Она схватила его за кисти рук и посмотрела на него.
— Только что ты слышал нечто очень великое. Это прошло, ты чувствуешь себя покинутым, застрявшим на месте, не правда ли? Но поверь, все великое, что мы в состоянии чувствовать, наше. Оно ждет нас на пути, по которому мы должны пройти. Оно склоняется к нам со своего пьедестала, оно берет нас за руку, как я тебя…
— И меня, — сказал Сан-Бакко, вкладывая свою руку в ее. — Со мной было то же самое. Какой бурной была моя жизнь! А теперь, когда я стар, мне кажется, что я ехал на завоеванном корабле по гигантской реке. На берегу мимо меня проносились безумные события. Боролся ли я? Прежде я поклялся бы в этом. Теперь я не знаю этого.
— Вы боролись! Или бог боролся через вас! Ах, мы никогда не сознаем достаточно ясно, как высоко мы стоим, как мы сильны и незаменимы! Верь этому всегда, Нино!
— Я ухожу, — объявила она. Она поправила в стакане розы, которые принесла, поставила на место стул и взбила подушку на постели Сан-Бакко.
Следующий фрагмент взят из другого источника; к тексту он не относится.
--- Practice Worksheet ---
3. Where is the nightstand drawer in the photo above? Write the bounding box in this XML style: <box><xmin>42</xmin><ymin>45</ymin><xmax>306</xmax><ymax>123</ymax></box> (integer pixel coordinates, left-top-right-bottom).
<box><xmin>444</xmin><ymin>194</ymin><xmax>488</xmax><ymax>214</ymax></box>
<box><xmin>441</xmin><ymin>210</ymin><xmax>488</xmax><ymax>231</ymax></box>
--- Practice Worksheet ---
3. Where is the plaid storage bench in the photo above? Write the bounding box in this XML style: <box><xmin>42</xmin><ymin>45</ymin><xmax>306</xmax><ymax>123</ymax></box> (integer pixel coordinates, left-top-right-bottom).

— Вы балуете нас, герцогиня, — сказал он. — Вы заставите нас думать, что мы трое — друзья.
— А разве это не так?
«Нет, — подумал Нино, — для этого ты заставляешь меня слишком страдать, Иолла».
Он страдал оттого, что она касалась его рук, и оттого, что она выпустила их; оттого, что она пришла, и оттого, что она уходила.
— Тогда пойдемте с нами гулять, — сказал он, сильно покраснев. — Мы покажем вам в Венеции многое, чего вы, наверно, не знаете: черные узкие дворы, где живет бедный люд, и где вам придется поднимать платье обеими руками. Там есть, например, каменный мешок; из него выглядывает голова утопленника, совершенно распухшая, и выплевывает воду.
— Или наш дворец, — сказал Сан-Бакко.
— Да, дворец, который мы хотели бы купить, если бы у нас были деньги, у дяди Сан-Бакко и у меня. Он совсем развалился и погрузился в воду между широкими кирпичными стенами, которые густо заросли кустарником. В одном углу находится ветхий балкон с острыми углами и колоннами. Оконные рамы похожи на луковицы, на стене яркие резные каменные розы — и верблюд; его ведет маленький турок. Что это за турок, Иолла! Ты ведь не думаешь, что это был обыкновенный человек. О, в этом доме происходили странные вещи.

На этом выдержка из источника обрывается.